Era uma igreja simples, feita de madeira. Sua estrutura indicava abandono, mas por dentro estava razoavelmente conservada. Ao entrar na pequena igreja, largou toda sua bagagem em um canto perto da entrada, tirou seu rosário para fora do vestido e foi fazer uma oração perto do altar.
*
Não muito distante dali uma pequena vila coberta em uma fina neblina tomava forma. Com seu lampião em mãos a garota vagava de casinha em casinha.
– Ô de casa!, poderia me conceder um lugar para dormir?” ela gritava de casa em casa, batendo violentamente com sua pá na porta das pobres residências.
Até que finalmente uma das casas ascendeu o seu interior e a porta se abriu. De pé na porta estava uma mulher alta, de cabelos loiros, bochechas rosadas e de forte envergadura; vestindo um grande vestido verde com branco. Ao olhar para aquela garota franzina de traços delicados carregando uma pesada pá em seus ombros, um sentimento materno pareceu transparecer em seu olhar.
– mas que coisa!, uma garota vagando sozinha pelas montanhas, onde estão os seus pais, menina?
– Eu moro descendo a serra, tia. Desobedeci meus pais para subir as montanhas e brincar e perdi a hora.

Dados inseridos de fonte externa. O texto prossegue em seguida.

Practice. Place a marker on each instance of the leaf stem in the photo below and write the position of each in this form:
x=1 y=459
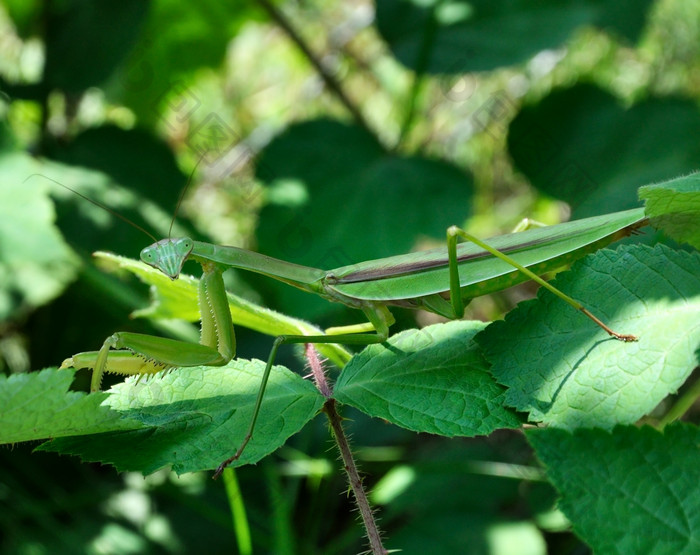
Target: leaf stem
x=341 y=440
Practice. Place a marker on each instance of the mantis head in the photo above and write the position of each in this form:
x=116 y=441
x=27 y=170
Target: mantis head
x=168 y=255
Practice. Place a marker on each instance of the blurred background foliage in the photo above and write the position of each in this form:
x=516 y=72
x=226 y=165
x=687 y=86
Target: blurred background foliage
x=326 y=132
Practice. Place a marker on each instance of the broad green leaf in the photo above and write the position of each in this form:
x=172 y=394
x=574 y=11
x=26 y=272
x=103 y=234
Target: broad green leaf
x=86 y=40
x=632 y=490
x=479 y=35
x=178 y=39
x=179 y=299
x=582 y=146
x=564 y=370
x=674 y=207
x=35 y=262
x=430 y=380
x=194 y=418
x=39 y=405
x=336 y=197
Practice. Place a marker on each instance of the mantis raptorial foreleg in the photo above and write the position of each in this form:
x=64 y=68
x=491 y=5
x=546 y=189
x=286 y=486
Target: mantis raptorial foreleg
x=147 y=354
x=436 y=280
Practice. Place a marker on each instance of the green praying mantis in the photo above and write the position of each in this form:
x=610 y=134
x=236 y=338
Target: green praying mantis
x=441 y=281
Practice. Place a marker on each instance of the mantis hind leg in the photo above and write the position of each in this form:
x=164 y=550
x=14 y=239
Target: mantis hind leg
x=453 y=233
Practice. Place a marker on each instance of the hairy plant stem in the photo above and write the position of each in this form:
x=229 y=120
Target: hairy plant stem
x=331 y=82
x=341 y=440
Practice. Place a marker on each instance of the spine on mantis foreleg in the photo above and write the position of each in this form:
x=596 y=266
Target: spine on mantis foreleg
x=123 y=362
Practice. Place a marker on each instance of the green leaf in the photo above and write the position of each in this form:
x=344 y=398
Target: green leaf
x=674 y=207
x=336 y=197
x=480 y=35
x=430 y=380
x=87 y=40
x=35 y=262
x=194 y=418
x=582 y=146
x=566 y=371
x=178 y=39
x=39 y=405
x=632 y=490
x=180 y=299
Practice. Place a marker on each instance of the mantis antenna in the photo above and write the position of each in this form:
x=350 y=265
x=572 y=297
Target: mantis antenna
x=97 y=203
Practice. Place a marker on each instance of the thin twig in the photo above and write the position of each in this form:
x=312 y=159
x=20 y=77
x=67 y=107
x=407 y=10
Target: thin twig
x=328 y=78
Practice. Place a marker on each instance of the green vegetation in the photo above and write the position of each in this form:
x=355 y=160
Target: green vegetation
x=319 y=135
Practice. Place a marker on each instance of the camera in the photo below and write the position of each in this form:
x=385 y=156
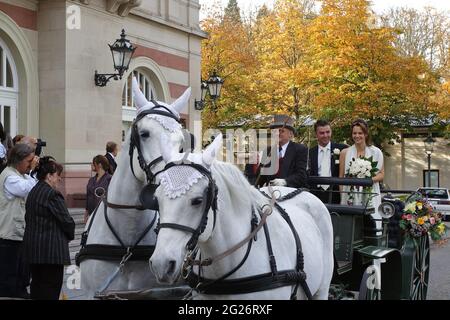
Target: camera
x=39 y=144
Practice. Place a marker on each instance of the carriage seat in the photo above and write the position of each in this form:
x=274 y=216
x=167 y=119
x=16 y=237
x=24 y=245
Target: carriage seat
x=346 y=209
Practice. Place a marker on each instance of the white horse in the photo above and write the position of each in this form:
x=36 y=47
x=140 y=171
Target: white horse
x=181 y=206
x=127 y=221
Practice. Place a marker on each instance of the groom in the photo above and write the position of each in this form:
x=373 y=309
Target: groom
x=324 y=161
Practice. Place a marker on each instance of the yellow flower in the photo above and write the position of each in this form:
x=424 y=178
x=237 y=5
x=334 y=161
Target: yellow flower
x=441 y=228
x=411 y=207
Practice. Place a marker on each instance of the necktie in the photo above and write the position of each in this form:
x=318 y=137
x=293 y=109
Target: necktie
x=280 y=161
x=325 y=166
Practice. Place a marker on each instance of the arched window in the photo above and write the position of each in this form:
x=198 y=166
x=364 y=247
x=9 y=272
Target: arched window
x=146 y=85
x=128 y=107
x=8 y=90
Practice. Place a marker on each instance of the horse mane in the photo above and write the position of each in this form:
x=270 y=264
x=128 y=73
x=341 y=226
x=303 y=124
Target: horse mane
x=238 y=189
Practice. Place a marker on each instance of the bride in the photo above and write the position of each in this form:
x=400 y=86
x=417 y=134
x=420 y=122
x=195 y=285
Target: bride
x=361 y=148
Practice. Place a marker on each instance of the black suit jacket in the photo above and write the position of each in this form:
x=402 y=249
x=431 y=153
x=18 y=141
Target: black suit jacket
x=112 y=163
x=48 y=226
x=314 y=170
x=293 y=167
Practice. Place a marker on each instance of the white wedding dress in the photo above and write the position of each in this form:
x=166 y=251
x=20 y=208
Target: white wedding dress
x=371 y=151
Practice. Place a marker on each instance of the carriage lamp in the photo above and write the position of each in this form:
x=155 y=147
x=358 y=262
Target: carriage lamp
x=122 y=51
x=429 y=144
x=213 y=86
x=200 y=104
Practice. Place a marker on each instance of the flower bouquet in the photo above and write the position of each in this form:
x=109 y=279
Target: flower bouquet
x=361 y=167
x=418 y=219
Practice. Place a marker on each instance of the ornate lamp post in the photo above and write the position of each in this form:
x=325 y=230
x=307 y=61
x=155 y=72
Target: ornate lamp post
x=213 y=86
x=429 y=144
x=122 y=51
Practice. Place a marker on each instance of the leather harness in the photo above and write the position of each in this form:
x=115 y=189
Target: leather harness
x=261 y=282
x=122 y=252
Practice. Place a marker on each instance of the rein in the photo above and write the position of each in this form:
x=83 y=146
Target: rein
x=267 y=211
x=272 y=280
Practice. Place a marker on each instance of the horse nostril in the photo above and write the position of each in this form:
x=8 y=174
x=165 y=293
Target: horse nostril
x=171 y=267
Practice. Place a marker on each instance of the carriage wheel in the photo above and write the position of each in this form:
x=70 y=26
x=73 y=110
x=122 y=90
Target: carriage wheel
x=421 y=269
x=369 y=288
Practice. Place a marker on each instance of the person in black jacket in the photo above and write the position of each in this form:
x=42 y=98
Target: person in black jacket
x=291 y=157
x=324 y=162
x=48 y=230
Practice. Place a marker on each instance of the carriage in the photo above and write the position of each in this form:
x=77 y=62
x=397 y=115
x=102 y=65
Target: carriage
x=378 y=263
x=363 y=255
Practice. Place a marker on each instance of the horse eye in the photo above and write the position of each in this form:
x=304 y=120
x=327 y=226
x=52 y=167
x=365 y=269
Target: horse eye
x=196 y=201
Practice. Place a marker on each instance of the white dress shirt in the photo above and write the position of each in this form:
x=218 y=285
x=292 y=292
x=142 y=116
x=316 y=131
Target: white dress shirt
x=325 y=153
x=16 y=186
x=283 y=150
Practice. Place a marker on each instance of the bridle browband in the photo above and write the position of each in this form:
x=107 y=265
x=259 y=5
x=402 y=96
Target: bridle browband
x=135 y=139
x=211 y=203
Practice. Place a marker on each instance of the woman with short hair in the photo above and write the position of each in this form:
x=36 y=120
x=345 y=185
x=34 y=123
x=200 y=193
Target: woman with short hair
x=102 y=178
x=48 y=230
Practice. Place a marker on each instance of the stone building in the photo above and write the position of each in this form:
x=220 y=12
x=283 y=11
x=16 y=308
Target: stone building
x=50 y=49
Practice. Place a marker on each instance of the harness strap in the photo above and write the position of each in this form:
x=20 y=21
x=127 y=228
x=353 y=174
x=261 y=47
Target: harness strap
x=112 y=253
x=105 y=213
x=176 y=226
x=85 y=234
x=272 y=261
x=300 y=262
x=141 y=236
x=124 y=206
x=247 y=253
x=209 y=261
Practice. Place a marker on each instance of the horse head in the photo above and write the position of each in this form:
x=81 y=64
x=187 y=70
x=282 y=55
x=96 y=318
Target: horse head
x=186 y=189
x=141 y=153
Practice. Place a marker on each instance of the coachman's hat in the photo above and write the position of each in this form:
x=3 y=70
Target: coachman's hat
x=282 y=121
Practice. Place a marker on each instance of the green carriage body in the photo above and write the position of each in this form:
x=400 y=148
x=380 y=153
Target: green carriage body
x=358 y=245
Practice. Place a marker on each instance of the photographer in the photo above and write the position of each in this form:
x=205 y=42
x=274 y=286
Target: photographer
x=15 y=184
x=35 y=143
x=49 y=228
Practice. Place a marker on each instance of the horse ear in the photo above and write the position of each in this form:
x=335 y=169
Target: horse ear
x=139 y=97
x=183 y=100
x=212 y=150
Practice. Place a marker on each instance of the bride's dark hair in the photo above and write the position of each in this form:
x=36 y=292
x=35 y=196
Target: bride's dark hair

Estava com tanto medo de voltar que acabou ficando noite…
A mulher então olhou de cabo a rabo aquela estranha garota carregando uma pá e um lampião; pensou em dizer algo mas no final apenas soltou um longo suspiro.
– Minha nossa senhora, essas crianças de hoje em dia… Venha, venha; não vou deixar uma criança sozinha a noite. Com um tom de repreensão, a gentil senhora convidou a garota para entrar.
– Nunca mais desobedeça seus pais ouviu bem?
– Sim senhora!
Ao entrar na casa, dava para sentir um gostoso cheiro de comida caseira.
Como a casa era pequena, a cozinha ficava junto da entrada; na mesa estava sentado um homem que parecia estar na meia idade com um grande bigode lendo um jornal. Também possuía uma forte envergadura junto com uma grande barriga, seus suspensórios davam um tom caricato a sua aparência. Correndo na volta da mesa havia duas crianças, um menino e uma menina, cerca de 7 ou 8 anos, ambos usavam roupas bem parecidas com a de seus pais.
– Erich! Frederica! Já falei para parar de correr pela casa! Comportem-se pois temos visita!
As crianças em um instante pararam de correr e encararam em direção a porta. O pai abaixou o jornal e expressou uma reação confusa.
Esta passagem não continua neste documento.